11. To show the Effect of Food Preservatives on the Pate of Multiplication of Bacteria.—Two test-tubes, each containing 5 c.c. of fresh milk, were used. A Petri dish made from the milk at this time showed 83 colonies of bacteria. To one of the tubes about two grams of common salt were added. The second tube was not treated. The tubes were kept in a locker over night. Petri dishes were then made from them with the following results:

No preservative 7,520 colonies.
Salt 850 "

12. To show the Antiseptic Properties of Gastric Juice.—An artificial gastric juice was prepared by dissolving a little pepsin in a 14 per cent, solution of hydrochloric acid. To 1 c.c. of this juice, 14 c.c. of a beef-broth culture of typhoid bacilli was added, and Petri dishes made from the mixture at intervals for half an hour. The number of colonies developing on these dishes is tabulated below. To get an idea of the number of germs originally added to the gastric juice, the same amount of typhoid culture was added to 1 c.c. of sterile water and a Petri dish prepared from this mixture. The number of colonies on this dish is recorded as the count for minutes.

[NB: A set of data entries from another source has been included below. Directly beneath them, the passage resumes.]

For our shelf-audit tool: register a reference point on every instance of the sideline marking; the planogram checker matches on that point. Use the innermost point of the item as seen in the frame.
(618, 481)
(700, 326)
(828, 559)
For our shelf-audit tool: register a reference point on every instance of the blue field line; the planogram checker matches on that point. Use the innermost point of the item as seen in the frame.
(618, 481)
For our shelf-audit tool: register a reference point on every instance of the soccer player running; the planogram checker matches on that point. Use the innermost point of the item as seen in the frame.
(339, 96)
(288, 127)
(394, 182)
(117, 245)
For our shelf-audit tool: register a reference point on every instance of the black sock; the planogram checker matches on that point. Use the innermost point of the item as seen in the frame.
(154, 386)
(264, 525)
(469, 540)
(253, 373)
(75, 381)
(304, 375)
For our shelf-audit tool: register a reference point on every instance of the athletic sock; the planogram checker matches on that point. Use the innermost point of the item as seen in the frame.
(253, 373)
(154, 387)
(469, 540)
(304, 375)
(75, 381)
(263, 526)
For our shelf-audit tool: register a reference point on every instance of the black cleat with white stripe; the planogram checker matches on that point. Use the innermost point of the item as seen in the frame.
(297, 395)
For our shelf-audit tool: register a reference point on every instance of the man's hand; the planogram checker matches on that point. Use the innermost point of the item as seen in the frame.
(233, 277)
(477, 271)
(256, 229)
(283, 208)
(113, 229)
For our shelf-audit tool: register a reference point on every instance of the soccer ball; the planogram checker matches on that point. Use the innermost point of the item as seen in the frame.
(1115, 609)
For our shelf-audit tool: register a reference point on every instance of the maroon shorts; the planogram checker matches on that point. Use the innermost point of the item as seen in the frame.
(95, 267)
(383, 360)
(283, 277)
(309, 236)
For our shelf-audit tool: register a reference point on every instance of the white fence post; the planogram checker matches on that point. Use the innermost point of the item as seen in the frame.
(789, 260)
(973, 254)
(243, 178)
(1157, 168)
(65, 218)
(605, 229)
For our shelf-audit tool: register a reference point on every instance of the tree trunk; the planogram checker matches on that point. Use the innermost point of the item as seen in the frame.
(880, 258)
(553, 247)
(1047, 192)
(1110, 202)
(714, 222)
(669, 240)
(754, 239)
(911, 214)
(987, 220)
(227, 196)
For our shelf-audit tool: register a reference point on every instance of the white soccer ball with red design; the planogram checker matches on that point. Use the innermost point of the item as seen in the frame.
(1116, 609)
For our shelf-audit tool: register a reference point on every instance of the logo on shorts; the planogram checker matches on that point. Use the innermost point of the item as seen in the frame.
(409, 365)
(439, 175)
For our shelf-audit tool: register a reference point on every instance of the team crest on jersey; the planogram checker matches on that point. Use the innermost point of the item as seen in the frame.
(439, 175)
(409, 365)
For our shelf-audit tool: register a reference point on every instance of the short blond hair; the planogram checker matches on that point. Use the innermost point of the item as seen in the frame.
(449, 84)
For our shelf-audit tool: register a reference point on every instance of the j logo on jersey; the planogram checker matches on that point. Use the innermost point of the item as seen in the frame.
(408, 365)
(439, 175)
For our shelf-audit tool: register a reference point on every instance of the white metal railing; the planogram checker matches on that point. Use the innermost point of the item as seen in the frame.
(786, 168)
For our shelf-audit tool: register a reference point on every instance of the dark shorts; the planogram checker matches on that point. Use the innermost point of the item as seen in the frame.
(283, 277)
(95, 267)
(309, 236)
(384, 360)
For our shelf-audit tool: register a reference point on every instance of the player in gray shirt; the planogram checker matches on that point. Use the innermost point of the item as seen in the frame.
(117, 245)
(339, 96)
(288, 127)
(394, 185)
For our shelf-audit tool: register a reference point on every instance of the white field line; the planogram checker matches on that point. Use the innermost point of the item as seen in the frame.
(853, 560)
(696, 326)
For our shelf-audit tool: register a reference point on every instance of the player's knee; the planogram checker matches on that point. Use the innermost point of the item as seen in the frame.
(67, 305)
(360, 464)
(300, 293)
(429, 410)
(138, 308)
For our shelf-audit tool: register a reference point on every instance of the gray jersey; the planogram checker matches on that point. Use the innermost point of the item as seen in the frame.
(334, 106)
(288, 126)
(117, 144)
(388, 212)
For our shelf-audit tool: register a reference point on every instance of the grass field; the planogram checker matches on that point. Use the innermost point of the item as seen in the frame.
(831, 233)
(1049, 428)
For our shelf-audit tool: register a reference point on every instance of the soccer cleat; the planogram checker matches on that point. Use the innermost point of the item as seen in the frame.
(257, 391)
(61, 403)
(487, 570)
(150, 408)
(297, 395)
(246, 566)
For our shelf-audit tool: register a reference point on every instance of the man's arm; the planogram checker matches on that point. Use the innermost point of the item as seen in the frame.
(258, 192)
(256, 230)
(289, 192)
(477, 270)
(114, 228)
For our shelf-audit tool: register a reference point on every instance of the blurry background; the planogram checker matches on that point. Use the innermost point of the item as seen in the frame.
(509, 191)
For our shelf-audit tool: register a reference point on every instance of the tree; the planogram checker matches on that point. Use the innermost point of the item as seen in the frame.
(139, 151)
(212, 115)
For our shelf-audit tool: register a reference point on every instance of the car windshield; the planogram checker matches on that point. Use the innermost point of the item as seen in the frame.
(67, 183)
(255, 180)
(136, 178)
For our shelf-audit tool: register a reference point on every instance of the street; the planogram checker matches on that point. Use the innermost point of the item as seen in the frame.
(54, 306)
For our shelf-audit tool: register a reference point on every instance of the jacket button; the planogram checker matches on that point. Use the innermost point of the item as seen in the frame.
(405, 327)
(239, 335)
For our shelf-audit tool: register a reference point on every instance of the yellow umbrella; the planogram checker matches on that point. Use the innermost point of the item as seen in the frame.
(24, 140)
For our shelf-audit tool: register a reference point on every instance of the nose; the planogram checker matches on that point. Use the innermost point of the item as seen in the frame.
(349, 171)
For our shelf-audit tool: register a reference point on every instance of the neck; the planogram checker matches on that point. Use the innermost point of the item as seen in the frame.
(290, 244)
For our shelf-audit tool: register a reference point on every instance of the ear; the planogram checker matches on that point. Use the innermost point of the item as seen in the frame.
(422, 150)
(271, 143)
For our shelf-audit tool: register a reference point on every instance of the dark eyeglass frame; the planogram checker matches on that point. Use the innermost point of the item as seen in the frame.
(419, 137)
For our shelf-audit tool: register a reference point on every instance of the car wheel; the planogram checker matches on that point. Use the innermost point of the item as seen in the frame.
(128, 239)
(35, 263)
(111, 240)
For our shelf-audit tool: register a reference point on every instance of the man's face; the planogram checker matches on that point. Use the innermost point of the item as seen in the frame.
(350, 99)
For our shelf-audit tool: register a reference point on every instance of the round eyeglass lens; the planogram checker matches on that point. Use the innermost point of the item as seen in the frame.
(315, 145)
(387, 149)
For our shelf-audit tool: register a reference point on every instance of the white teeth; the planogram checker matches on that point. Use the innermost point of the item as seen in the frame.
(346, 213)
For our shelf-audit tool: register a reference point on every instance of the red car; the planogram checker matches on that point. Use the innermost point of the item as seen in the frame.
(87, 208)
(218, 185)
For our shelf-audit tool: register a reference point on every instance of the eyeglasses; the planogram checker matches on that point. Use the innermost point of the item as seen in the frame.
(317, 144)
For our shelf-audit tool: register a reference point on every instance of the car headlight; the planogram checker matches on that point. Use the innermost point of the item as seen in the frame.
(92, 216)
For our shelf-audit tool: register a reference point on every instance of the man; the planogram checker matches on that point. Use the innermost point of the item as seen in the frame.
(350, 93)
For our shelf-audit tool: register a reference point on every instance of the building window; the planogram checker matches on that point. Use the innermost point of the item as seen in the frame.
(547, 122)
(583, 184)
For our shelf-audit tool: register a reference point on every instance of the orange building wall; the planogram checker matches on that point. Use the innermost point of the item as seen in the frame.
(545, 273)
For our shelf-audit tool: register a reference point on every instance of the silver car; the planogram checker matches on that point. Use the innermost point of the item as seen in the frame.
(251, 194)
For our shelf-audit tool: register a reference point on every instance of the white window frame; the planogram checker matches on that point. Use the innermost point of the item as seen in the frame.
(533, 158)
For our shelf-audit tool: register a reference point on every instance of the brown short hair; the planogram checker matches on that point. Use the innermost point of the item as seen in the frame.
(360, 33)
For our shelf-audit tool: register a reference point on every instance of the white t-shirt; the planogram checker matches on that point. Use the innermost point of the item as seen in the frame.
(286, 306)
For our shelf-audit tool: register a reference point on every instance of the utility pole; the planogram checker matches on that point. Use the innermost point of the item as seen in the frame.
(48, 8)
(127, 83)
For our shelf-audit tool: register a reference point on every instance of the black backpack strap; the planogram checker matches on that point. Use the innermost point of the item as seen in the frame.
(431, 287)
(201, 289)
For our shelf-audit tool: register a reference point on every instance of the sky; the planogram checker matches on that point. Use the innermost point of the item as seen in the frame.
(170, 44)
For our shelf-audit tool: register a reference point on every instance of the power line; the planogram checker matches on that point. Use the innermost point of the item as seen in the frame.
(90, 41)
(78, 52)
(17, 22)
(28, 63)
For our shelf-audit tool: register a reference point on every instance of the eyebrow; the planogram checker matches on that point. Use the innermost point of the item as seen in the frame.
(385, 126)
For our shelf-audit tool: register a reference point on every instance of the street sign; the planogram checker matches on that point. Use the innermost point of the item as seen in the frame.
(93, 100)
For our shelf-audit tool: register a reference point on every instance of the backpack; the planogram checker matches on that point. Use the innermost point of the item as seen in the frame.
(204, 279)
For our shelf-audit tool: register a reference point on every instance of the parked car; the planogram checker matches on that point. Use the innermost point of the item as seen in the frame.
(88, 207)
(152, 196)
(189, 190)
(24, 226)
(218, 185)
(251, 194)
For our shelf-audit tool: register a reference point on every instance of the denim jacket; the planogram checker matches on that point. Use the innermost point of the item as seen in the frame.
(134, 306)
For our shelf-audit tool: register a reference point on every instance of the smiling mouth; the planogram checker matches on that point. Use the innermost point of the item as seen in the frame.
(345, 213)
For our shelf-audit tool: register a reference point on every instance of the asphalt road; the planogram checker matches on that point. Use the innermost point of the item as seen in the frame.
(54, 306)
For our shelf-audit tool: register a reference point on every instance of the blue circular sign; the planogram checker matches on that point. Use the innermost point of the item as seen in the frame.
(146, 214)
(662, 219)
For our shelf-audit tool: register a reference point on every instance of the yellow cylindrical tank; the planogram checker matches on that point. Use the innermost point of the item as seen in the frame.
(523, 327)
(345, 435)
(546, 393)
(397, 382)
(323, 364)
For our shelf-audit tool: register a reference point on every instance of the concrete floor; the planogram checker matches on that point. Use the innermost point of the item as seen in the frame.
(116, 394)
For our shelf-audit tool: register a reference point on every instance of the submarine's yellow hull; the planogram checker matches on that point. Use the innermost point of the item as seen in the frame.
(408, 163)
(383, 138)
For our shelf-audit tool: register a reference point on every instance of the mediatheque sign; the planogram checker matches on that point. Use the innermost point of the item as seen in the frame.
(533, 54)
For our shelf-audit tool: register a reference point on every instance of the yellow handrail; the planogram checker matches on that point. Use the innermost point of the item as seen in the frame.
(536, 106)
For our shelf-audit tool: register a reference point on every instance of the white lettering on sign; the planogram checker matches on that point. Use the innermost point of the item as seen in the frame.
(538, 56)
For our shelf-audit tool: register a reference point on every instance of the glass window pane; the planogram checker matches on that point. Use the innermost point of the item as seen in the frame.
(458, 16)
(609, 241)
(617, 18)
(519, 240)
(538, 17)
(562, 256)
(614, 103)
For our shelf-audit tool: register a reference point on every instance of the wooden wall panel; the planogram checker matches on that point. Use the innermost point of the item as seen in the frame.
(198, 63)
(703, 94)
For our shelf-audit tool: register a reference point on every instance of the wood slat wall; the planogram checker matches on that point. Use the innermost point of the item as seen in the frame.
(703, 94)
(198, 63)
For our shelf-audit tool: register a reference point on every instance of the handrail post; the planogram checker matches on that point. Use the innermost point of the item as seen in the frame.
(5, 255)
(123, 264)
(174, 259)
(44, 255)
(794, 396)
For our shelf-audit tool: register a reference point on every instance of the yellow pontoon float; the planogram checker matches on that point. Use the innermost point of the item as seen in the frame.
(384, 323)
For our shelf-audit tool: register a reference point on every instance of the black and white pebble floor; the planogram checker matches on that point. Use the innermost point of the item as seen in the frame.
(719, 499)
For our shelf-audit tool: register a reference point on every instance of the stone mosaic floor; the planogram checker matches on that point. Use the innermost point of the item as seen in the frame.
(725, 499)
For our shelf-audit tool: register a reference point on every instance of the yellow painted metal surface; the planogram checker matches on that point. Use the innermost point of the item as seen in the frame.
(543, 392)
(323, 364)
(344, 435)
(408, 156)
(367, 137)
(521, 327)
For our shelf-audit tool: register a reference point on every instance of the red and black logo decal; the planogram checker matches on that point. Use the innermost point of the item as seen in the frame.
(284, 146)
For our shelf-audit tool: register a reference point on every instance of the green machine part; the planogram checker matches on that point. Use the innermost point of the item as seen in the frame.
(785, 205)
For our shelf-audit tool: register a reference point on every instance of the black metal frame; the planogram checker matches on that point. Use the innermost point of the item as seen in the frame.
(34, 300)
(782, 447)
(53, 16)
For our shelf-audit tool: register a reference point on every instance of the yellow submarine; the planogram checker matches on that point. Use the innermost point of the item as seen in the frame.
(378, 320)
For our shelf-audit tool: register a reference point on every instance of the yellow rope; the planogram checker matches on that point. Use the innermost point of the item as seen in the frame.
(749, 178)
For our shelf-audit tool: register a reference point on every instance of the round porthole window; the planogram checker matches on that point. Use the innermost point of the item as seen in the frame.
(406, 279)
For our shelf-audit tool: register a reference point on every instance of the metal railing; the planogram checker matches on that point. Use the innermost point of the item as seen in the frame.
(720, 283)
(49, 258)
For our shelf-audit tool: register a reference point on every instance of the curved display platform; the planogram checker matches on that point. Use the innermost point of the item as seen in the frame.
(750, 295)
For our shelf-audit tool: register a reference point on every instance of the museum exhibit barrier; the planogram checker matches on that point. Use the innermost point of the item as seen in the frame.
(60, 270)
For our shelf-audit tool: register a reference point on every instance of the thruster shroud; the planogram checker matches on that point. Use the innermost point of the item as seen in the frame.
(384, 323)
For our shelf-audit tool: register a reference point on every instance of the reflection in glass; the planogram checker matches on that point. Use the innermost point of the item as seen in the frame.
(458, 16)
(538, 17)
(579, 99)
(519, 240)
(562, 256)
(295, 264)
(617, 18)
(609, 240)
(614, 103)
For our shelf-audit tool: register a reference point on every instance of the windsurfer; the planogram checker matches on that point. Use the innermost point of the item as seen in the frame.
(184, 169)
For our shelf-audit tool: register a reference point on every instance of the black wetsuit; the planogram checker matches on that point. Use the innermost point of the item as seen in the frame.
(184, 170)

0 minutes 35,200 colonies.
2 " 157 "
15 " 3 "
30 " 0 "

13. To show the Antiseptic Properties of Human Serum.—Under the supervision of a physician, a small amount of blood was drawn, by means of a hypodermic needle, from a vein in the arm. This blood was placed in a sterile glass vessel and allowed to clot. After standing some time, serum separated. One cubic centimeter of this serum was placed in a small test-tube and five loops full of a beef-broth culture of typhoid bacilli were added to it. Petri dishes were made from this mixture at intervals for an hour. To get an idea of the number of germs originally placed in the serum, a control was run with 1 c.c. of sterile water. The count made from this control is recorded as the count for 0minutes.

0 minutes 3,760 colonies.
2 " 737 "
8 " 810 "
15 " 34 "
30 " 2 "
60 " 0 "

12. To show that Bacteria are not given off from a Moist Surface.—A culture of harmless, brilliant yellow bacteria was smeared on the inside of a large glass tube. Through this tube a strong current of air was directed on to agar in a Petri dish. If bacteria were given off into the air from the moist surface, they would be blown upon the agar, where they would develop into colonies. The Petri dish used in this experiment developed no yellow colonies. The smear was now allowed to dry and was then crushed with a sterile glass rod. A second current of air was now directed through the tube into another Petri dish. This dish developed 240 colonies of yellow bacteria.

 

The above is merely suggestive of the kind of work that might be done in any secondary school. Most of these experiments could be performed by the average high school senior. All of them could be used as class demonstrations. Each one has a direct bearing on some large question of preventive medicine. A week's training in bacteriological technic will enable any teacher to give this work.

The experiments here outlined were suggested to me by Dr. W. H. Manwaring, and were carried out in the Pathological Laboratory of the University of Chicago, during the summer of 1904.

  1. In repeating this experiment in high schools, harmless bacteria must, of course, be used. The colon bacillus is recommended for this purpose.